Songs and Selves
by Andrew Collins
Author John Green has achieved two great literary accomplishments in his body of work.
The first is his repeated creation of authentic child-poets – characters who are dreamers of dreams, philosophers in essence, but definitely still 21st century teenagers.
Second, and wonderfully embodied in his novel Paper Towns, is Green’s knack for spinning out a number of disparate strands – ideas, literary references, plotlines, and dramatic tensions – and then tying them together in a conclusion chock-full-o’ sucker punches of unapologetic zeal for the adventure of life.
The film version of Paper Towns (released to DVD Oct. 20) strives for that same genius, with about as many delightful hits as disappointing misses.
Like the book, it follows the final weeks of Quentin Jacobson’s senior year of high school. Quentin (Nat Wolff) lives next door to the coolest girl ever, Margo Roth Spiegelman (Cara Delevingne), and is in love with her. One seemingly random evening, Margo comes to Quentin’s window and asks him to join her for a night of epic shenanigans. He reluctantly follows along and ends up having the time of his life. But just as a future with Margo begins to appear possible, she disappears, leaving a trail of clues for him to follow.
Quentin does what any teenage guy would do in that situation – find that girl.
From a structural perspective, the film tries to take up a few too many of the aforementioned strands without sufficiently developing them. In the opening flashback, for example, when Margo and Quentin find a dead man in the park, she speaks about “all the strings inside someone breaking,” but the film never revisits this idea.
Likewise, Walt Whitman’s poem “Leaves of Grass” gets enough screen time in the film to lead Quentin to his own doorjamb to find a clue from Margo, but Whitman’s masterpiece doesn’t stay on as a guide to life, as it does in the book – even though it wouldn’t have been very hard to include it further. A brief scene of Quentin in English class, for instance, offered the perfect opportunity to show him asking his teacher about “Leaves of Grass” – but we only learn that he has missed a quiz.

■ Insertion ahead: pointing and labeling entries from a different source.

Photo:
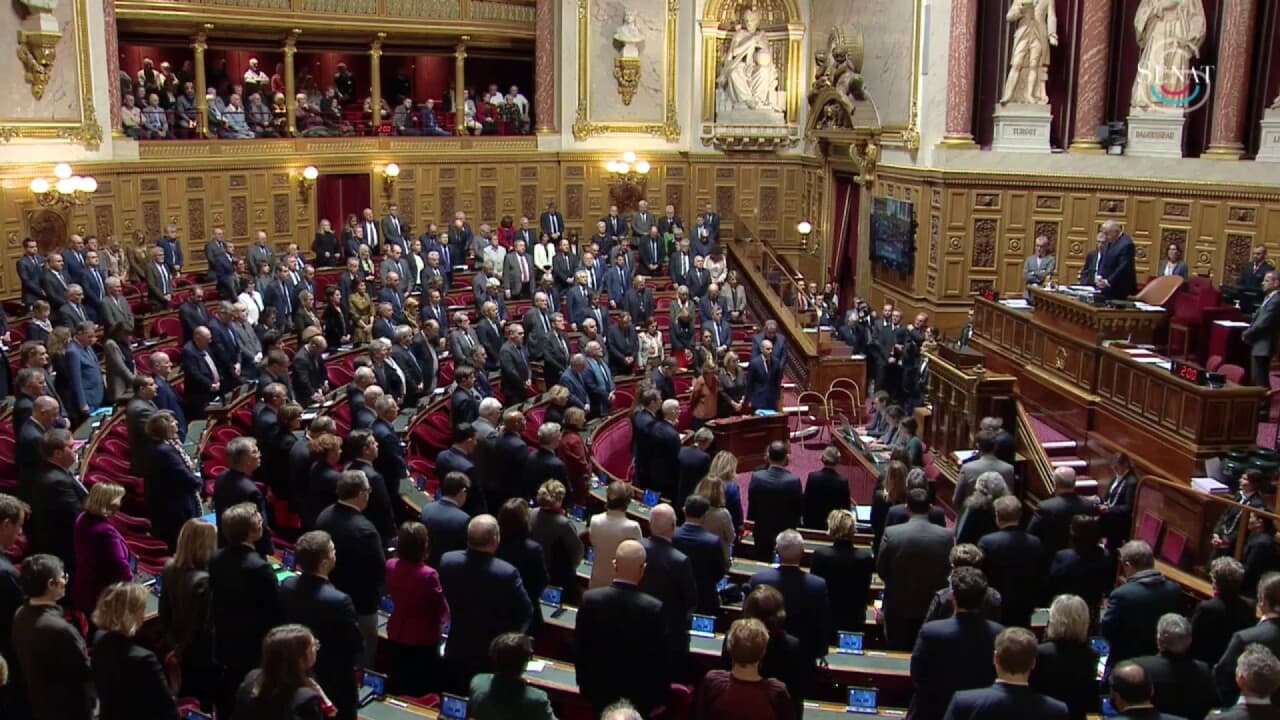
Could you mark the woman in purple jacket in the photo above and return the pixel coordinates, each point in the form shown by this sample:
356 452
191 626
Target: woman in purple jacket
101 556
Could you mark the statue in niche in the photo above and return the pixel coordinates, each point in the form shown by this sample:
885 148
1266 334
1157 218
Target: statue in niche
1170 32
629 35
748 78
1028 67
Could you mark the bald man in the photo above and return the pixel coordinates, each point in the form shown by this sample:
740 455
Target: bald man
670 577
621 651
485 600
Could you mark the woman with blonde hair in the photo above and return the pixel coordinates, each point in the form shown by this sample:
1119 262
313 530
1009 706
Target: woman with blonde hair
282 687
131 683
1065 662
101 556
552 529
184 611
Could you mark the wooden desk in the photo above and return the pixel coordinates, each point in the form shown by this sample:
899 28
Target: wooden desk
749 437
1095 323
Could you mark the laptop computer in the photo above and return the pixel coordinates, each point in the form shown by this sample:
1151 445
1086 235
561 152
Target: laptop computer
453 707
849 643
863 701
702 625
554 597
373 686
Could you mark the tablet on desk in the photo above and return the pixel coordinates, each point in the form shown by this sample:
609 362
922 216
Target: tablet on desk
849 643
702 625
453 707
862 701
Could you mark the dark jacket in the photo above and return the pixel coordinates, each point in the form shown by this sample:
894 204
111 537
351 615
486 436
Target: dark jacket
604 675
131 683
328 613
848 572
950 655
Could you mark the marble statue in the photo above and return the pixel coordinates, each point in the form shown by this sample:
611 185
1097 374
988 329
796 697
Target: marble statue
748 78
629 35
1028 67
1170 32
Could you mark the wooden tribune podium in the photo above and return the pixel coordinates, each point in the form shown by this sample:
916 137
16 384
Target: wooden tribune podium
749 437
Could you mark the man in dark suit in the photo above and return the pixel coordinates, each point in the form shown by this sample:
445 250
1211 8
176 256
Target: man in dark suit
693 463
668 577
954 654
1257 674
1136 606
361 572
1262 333
914 560
391 449
775 500
1009 697
1014 563
446 520
31 270
201 381
804 593
824 491
1183 686
236 486
312 601
515 365
1118 278
487 598
245 601
48 650
551 222
606 675
704 552
55 499
763 379
1253 273
543 464
1219 618
1266 633
1052 519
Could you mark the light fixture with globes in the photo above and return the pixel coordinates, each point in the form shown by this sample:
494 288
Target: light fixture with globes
629 169
306 182
68 190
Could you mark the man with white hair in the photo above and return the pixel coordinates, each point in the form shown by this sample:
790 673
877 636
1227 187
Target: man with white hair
803 593
1052 519
606 675
1183 686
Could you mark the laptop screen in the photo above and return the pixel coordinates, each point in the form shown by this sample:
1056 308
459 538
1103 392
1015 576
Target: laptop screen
453 707
862 698
850 642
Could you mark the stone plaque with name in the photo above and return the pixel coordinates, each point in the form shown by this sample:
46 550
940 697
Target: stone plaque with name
1022 128
1156 135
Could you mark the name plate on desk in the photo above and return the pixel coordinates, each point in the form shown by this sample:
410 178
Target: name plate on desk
1189 373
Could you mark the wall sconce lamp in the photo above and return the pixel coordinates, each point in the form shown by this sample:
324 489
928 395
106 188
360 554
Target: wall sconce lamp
389 173
808 238
65 191
629 171
307 182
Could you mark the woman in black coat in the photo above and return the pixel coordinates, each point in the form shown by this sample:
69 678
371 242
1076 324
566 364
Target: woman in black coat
282 687
170 486
848 570
1065 665
184 611
526 555
131 683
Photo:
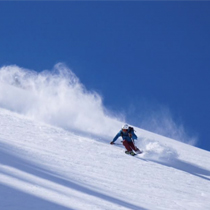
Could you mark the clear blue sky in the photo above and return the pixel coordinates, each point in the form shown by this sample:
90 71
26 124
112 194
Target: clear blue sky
137 55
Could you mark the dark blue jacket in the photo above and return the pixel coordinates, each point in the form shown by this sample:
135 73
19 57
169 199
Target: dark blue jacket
125 136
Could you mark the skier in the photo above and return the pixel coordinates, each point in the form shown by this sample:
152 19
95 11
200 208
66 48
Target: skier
128 136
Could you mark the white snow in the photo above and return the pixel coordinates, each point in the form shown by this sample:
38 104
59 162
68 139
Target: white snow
46 167
55 153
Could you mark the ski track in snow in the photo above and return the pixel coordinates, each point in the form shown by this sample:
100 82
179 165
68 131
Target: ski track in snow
46 167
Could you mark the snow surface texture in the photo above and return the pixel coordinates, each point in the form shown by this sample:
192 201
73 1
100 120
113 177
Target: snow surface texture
53 158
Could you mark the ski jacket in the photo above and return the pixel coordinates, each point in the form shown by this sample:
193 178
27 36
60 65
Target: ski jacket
125 136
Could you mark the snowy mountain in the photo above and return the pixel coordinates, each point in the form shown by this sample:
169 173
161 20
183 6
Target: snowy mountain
55 153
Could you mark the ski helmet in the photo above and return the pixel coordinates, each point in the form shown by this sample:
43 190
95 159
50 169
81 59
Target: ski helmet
125 127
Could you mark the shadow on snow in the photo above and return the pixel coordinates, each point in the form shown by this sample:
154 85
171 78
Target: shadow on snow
12 160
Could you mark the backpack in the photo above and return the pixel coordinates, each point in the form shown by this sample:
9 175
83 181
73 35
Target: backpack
130 130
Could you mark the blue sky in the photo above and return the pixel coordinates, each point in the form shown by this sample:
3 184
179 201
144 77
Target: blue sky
146 59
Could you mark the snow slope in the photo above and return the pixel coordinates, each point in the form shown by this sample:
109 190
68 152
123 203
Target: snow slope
46 167
55 152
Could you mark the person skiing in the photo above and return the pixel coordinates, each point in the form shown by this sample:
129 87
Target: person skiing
128 136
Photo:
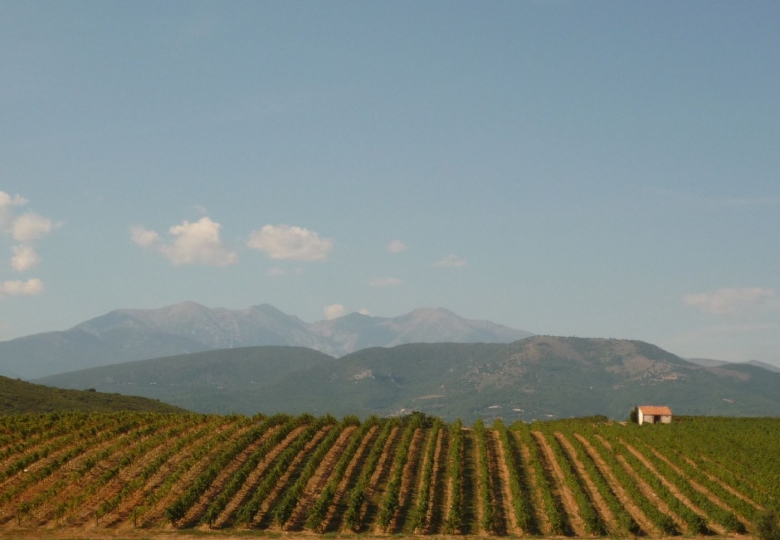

I wonder if this is indicative of the times. Paper Towns and The Fault in Our Stars achieve a special status among YA literature because they manage to work writers like Shakespeare and Whitman into the lives of prom- and videogame-obsessed kids. The reader thus has to wrestle with great literature in order to fully appreciate the story. Yet these literary elements have been largely stripped out of the film adaptations. Part of this, in fairness, could be limitation of the medium. The film Paper Towns would have been pretty boring if it tried to faithfully capture Quentin’s experience of reading through “Leaves of Grass” over and over again in search of clues. But I can’t help wondering if today’s movie-going audience would be literate or thoughtful enough to appreciate a stronger literary element.
And yet, there is much to make this movie worthwhile. For starters, it is very well cast. It’s nice to see three high school seniors on the big screen who actually look like 18-year-olds stuck in awkwardly evolving adolescent bodies (Wolff is a young 20 years old, and Austin Abrams, who plays Quentin’s friend Ben, is in fact 18 years old.).
And as a story, Paper Towns still manages to distill a few big themes and deliver them clearly, if a bit heavy-handedly.
In Quentin’s dogged pursuit of Margo, he learns that you can’t make real people into mythic, larger-than-life figures: “What a treacherous thing to believe that a person is more than a person,” he says. The myth always ends up being a projection of our own hopes and will always let us down.
At the same time, Quentin’s quest drives him to break down the paper facades of upper-middle-class suburbia. “All the things paper-thin and paper-frail,” says Margo. “And all the people, too. I’ve lived here for eighteen years and I have never once in my life come across anyone who cares about anything that matters.” She’s right. In the process of stripping away the structures that gave his life a sense of safety and normalcy, Quentin experiences the thrill of leaving the comfort zone of routine. He sees that life is full of joys that surpass our paltry expectations, if only we’ll take a chance and step out to seize them.
It’s a worthwhile antidote to the cheap distractions of smartphones, social media, and high school gossip. Margo’s refusal to follow the path suburbia maps out for her exposes the tension between the slog of preparing for the future and the momentary rush of “bringing the rain.” It’s an understandable feeling, caught between the straight-laced life of good grades and a college education, and the heart-pounding immediacy of spending your nights avenging injustice, taking nonstop road trips from Florida to New York, or dancing in empty conference rooms in the tallest building in town.
How does a kid choose one or the other?
Well, maybe she could start by reading some Shakespeare and Whitman.